This shouldn't happen. Ever. This should not be a problem anymore. These are the sort of errors that we can catch immediately and should be caught immediately. From looking at the author's GitHub profile, it looks like he uses Emacs, presumably without a plugin that would give him IDE like features. I'm not going to tell him to go use a regular IDE, but it frustrates me that's we can't have those sort of tools available everywhere. (As a vim user myself I have high hopes for the neovim project and look forward to the day when it can be embedded inside a general sort of IDE.)

5 comments

While you can catch some of these, for a language like Ruby, it's an incredibly hard problem to catch all of these errors immediately because the methods that can be called on a given named entity can not in the general case be known by statically inspecting the source, and you can not in general safely instantiate the application because even class definitions are executed and can have side effects, and the methods available can even vary based on environmental factors, such as whether or not you get a database connection, and what's in the database.

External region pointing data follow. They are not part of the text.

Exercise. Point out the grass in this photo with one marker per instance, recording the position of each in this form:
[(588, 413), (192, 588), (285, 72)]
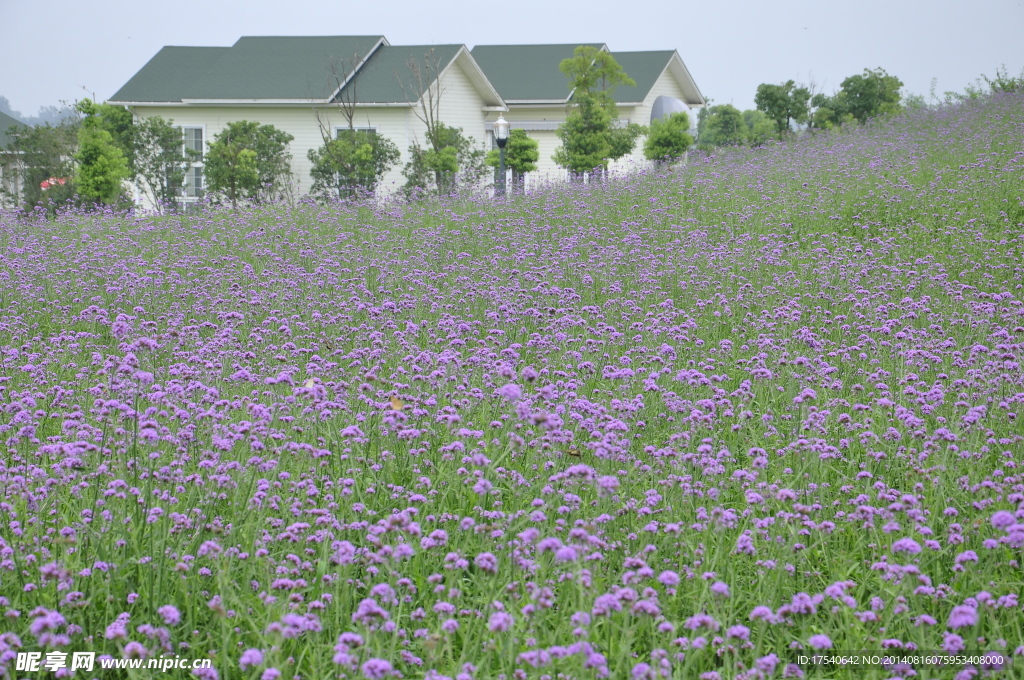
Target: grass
[(814, 345)]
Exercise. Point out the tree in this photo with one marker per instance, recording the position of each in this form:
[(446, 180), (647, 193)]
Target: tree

Consider that it is a common pattern for Ruby ORM's to either use method_missing or dynamically define methods to correspond to the current (at connection time) set of columns present in your database.

And "thanks" to the ability to monkey patch and redefining methods, even determining if something "obviously" safe like 42.to_s is not.

There's no way for your editor to handle that unless you stand up a version of your app with an instrumented language environment and lets the editor poke around. Now that is possible with tools like Pry, etc., but it takes a lot more work to do safely (because your editor can't know if it can safely start your app).

Yuki works at Pivotal Labs in NYC. I work there too.

We use whatever editor or IDE any given pair decides to use. In my day-to-day work I've used RubyMine (very popular in our west coast offices), Vim (popular in NYC), Emacs (popular with Mike Dalessio) and my own personal favourite, Sublime Text.

I don't think solutions have to be either/or. Yuki's approach is simple and will cover lots of cases.

You're invoking "IDE" features like it's a panacea. In reality IDEs have only a few limited ways to catch these kinds of errors. With a statically-typed language it can run static analysis at intervals and make sure that all the messages being passed are actually defined on the objects they're being passed to. You can do this precisely because that's what static types gives you.

In dynamic languages you can't do this because you don't know the type that any given identifier is pointing to. The type could be completely arbitrary, I.E. coming from external input. You might think, "oh, well you could just check against all possible methods", and you'd be right, except for Ruby. Ruby allows you to override what happens when you call an undefined method, (method_missing) letting you execute completely arbitrary code that lets undefined methods look just like methods. You could call car.start_and_drive_to_the_bank, and set up the Car type so that it can handle methods like that, (perhaps calling car.start, and then car.drive(bank)) along with .start_and_drive_to_the_mall and whatever. In practice that's bad Ruby, but you still have to be able to handle that, Bad Ruby is still Valid Ruby.

So there's just no way to tell in Ruby whether any given method call is correct or not.

I have an idea to conventionalize method_missing overrides so that they're easier to analyze. Maybe define a regular expression on the class so that the analyzer can sort out what's likely to work at runtime and which messages aren't. Not sure how well it would work until Matz manages to implement static typing as he wants to do in the future. Until you can tell whether any given identifier is likely to be of a type that overrides method_missing, you'd be running the method_missing analyzer for all types on all method calls.

On the other hand, this gives a consistent experience and does not force people to mess around with plugins for their editor (if needed)
A spelling error in http request can cost more hours if using IDE.